The situation in the Kupyansk and Lyman sectors in northeastern Ukraine has intensified significantly in recent days, Col.-Gen. Olexander Syrsky, reported on Saturday, Oct. 14. Heavy fighting continues.
Syrsky is commander of the Armed Forces of Ukraine (AFU) Ground Forces, the man credited for Ukraine’s stunning counteroffensive last year, which had brought those northeastern Ukrainian towns back under AFU control.
Following a two-month recovery period after sustaining significant losses, Russian forces initiated an aggressive offensive campaign near the towns Makiivka and Kupyansk, in the northeastern part of Ukraine.
Syrsky met with troops in an unspecified part of the sector.
“The main goal of the enemy is the defeat of our troops, the encirclement of Kupyansk, and a push up to the Oskil River,” the general assessed.
In recent weeks Russian forces have targeted the bridges across the Oskil River in an attempt to cut off the AFU’s supply and exit routes.
“Every day, the enemy carries out dozens of attacks by assault groups supported by armored vehicles, with heavy mortar and artillery fire on our positions,” Syrsky added.
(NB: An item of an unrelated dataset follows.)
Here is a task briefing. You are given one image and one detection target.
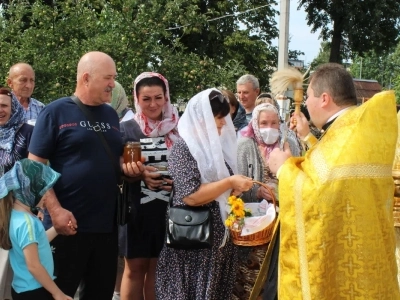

“Our fighters were ready for such a development of events and put up a worthy resistance to the enemy, which is suffering serious losses and has not achieved any significant success.
Before the war, Kupyansk was a little-known Ukrainian town 115 kilometers (70 miles) east of Kharkiv and about 40 kilometers (25 miles) from the Russian border. In September 2022, however, the town drew international attention as the high-water mark of Kyiv’s most successful counteroffensive.
The Ukrainian assault surprised and broke through thin Russian defenses, liberating more than 6,000 square kilometers in a little more than two weeks.
Russian forces then reestablished a fighting line to the east of Kupyansk along the Zherebets River line and have been bombarding Kupyansk and adjacent villages regularly ever since.
In September 2023 Russian army planners launched renewed assaults in the Kupyansk sector but have made little or no progress against Ukrainian defenses, which have improved continually since Kyiv forces took up positions there a year ago.
To assess the situation and formulate operational strategies, Syrsky conducted on-site visits to military units responsible for defensive operations. During these visits, he said that he engaged with unit commanders, received situation reports, resolved various issues, and made decisions on subsequent actions.
In a show of support, Syrsky met and spoke with Ukrainian service members actively engaged in combat missions. He presented awards, gifts and even cash bonuses to soldiers, thanking them “for their courage, resilience, heroism and exemplary fulfilment of their military obligations.”